Domain mapping of the anti–β₂-GPI mAbs. Monoclonal antibody (5 nM) was mixed with varying concentrations of inhibitor as indicated and tested for binding to intact β₂-GPI in ELISA as described in “Materials and methods.” The names over the panels indicate the domains of β₂-GPI present in the inhibitor being tested. The percent binding remaining is indicated on the y-axis. □, mAb no. 1529; •, mAb no. 1519; ○, mAb no. 1522; ▴, mAb no. 1527.

Figure 6.

Inhibition of APC inactivation of factor Va by anti–β₂-GPI requires oxidized phospholipid in purified systems. Factor Va (50 nM) was reacted with APC (2.5 pM) on nonoxidized (left panels) or oxidized (right panels) phospholipid vesicles in the absence (top panels) or presence (bottom panels) of anti–β₂-GPI no. 1522 (1 μM) for the times indicated. Factor Va remaining (y-axis) was determined by clotting assay in factor V–deficient plasma as described in “Materials and methods.”× indicates no other additions; ▴, + protein S; ○, +β₂-GPI; □, + protein S +β₂-GPI. Similar results were obtained with mAbs 1519 and 1529.

Figure 7.

Binding of β₂-GPI-mAb complex to liposomes does not necessarily require PE or oxidation.
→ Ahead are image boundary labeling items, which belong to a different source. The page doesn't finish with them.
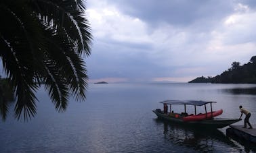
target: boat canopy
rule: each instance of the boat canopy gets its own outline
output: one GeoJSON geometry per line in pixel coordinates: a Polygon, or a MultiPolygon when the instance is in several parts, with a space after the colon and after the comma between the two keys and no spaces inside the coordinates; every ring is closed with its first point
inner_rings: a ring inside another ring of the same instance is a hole
{"type": "Polygon", "coordinates": [[[202,101],[202,100],[167,100],[163,102],[160,102],[162,104],[190,104],[194,106],[202,106],[208,103],[215,103],[214,101],[202,101]]]}

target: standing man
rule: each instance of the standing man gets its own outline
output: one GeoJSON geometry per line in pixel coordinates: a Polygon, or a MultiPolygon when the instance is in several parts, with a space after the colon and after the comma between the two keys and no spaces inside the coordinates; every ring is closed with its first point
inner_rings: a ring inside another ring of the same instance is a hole
{"type": "Polygon", "coordinates": [[[244,113],[246,115],[245,119],[244,119],[244,126],[242,128],[247,128],[247,123],[248,123],[248,125],[250,126],[249,129],[253,129],[253,127],[251,126],[251,125],[250,124],[250,122],[249,121],[249,119],[251,117],[251,113],[246,109],[242,108],[241,105],[239,106],[239,109],[240,109],[240,111],[241,112],[241,116],[240,116],[239,119],[241,119],[242,113],[244,113]]]}

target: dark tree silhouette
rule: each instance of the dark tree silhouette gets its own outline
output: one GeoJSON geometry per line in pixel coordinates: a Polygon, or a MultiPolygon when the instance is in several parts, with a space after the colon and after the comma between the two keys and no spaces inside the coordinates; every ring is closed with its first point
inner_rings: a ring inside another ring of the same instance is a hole
{"type": "Polygon", "coordinates": [[[221,75],[208,78],[198,77],[189,83],[256,84],[256,56],[252,57],[250,62],[242,66],[236,61],[231,65],[231,68],[221,75]]]}
{"type": "MultiPolygon", "coordinates": [[[[82,0],[1,1],[0,57],[15,91],[18,119],[36,114],[35,92],[41,82],[60,112],[70,95],[85,99],[82,56],[90,55],[92,36],[85,10],[82,0]]],[[[4,119],[8,107],[1,99],[4,119]]]]}

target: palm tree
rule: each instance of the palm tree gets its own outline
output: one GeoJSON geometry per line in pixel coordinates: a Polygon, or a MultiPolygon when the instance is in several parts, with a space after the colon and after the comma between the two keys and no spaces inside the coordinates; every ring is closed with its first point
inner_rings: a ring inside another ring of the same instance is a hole
{"type": "MultiPolygon", "coordinates": [[[[83,57],[90,55],[92,36],[83,0],[1,0],[0,57],[14,89],[15,116],[36,114],[35,92],[44,82],[58,111],[70,96],[86,98],[87,75],[83,57]]],[[[8,111],[0,100],[0,113],[8,111]]]]}

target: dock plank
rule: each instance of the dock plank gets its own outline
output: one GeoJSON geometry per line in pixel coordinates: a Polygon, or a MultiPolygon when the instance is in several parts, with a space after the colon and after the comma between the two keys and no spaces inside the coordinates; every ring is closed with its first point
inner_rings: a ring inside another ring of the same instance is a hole
{"type": "Polygon", "coordinates": [[[256,137],[256,125],[252,125],[252,126],[253,126],[253,129],[248,129],[248,127],[247,128],[242,128],[244,127],[244,125],[230,125],[230,127],[231,127],[232,128],[238,129],[239,131],[247,133],[247,134],[256,137]]]}

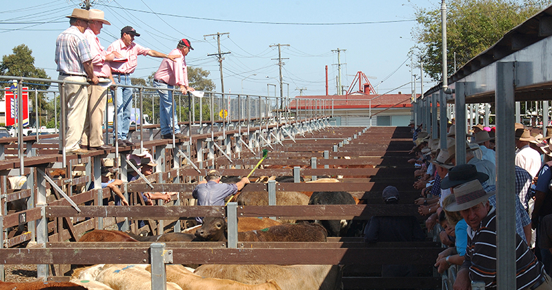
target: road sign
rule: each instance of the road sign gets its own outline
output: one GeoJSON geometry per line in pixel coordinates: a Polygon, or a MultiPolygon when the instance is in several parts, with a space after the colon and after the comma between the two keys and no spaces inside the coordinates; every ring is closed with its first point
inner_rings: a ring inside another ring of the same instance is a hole
{"type": "MultiPolygon", "coordinates": [[[[29,91],[28,87],[23,87],[23,126],[29,126],[29,91]]],[[[17,119],[17,88],[4,88],[6,99],[6,126],[15,125],[17,119]]]]}
{"type": "Polygon", "coordinates": [[[226,117],[228,116],[228,111],[226,110],[221,110],[220,112],[219,112],[219,116],[222,119],[226,119],[226,117]]]}

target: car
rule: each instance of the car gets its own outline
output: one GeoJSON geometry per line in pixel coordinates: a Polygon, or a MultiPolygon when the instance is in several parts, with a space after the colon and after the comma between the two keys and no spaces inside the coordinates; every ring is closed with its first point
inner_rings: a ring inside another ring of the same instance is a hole
{"type": "Polygon", "coordinates": [[[12,137],[10,135],[10,131],[8,130],[6,128],[0,128],[0,138],[9,138],[12,137]]]}

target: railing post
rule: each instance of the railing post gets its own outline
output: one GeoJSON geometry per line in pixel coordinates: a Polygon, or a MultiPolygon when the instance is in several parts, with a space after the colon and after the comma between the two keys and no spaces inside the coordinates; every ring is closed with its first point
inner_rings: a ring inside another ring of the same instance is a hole
{"type": "Polygon", "coordinates": [[[150,245],[151,257],[151,289],[167,289],[167,272],[165,263],[172,263],[172,251],[165,250],[165,243],[155,242],[150,245]]]}
{"type": "Polygon", "coordinates": [[[228,247],[237,248],[237,202],[228,202],[226,206],[228,217],[228,247]]]}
Nonoxidized (▪, •, ▴) or oxidized (□, ○, ▵) liposomes (10 μg/mL) were used to study the binding of β₂-GPI–anti-β₂-GPI complexes in the presence of 2 mM calcium. Complexes were formed by mixing the mAb no. 1522 with 2.25 times its concentration of β₂-GPI to ensure saturation of the mAb before addition to the liposomes. Concentrations indicated on the x-axis refer to those of the mAb. (A) PS/PC vesicles; (B) PE/PS/PC vesicles; (C) vesicles contain 40% PE plus 2% PS (○, •), 5% PS (▵, ▴), or 20% PS (□, ▪), with the remainder of vesicles comprised of PC. Binding isotherms of panel C were performed with a different set of liposomes than panels A and B, resulting in slightly different maximum binding values for the 20%PS/PE/PC vesicles (□, ▪) than observed in panel B. Similar results were obtained with the other mAbs. Is/lo is the ratio of signal intensity after reagent addition (Is) to the baseline value (lo).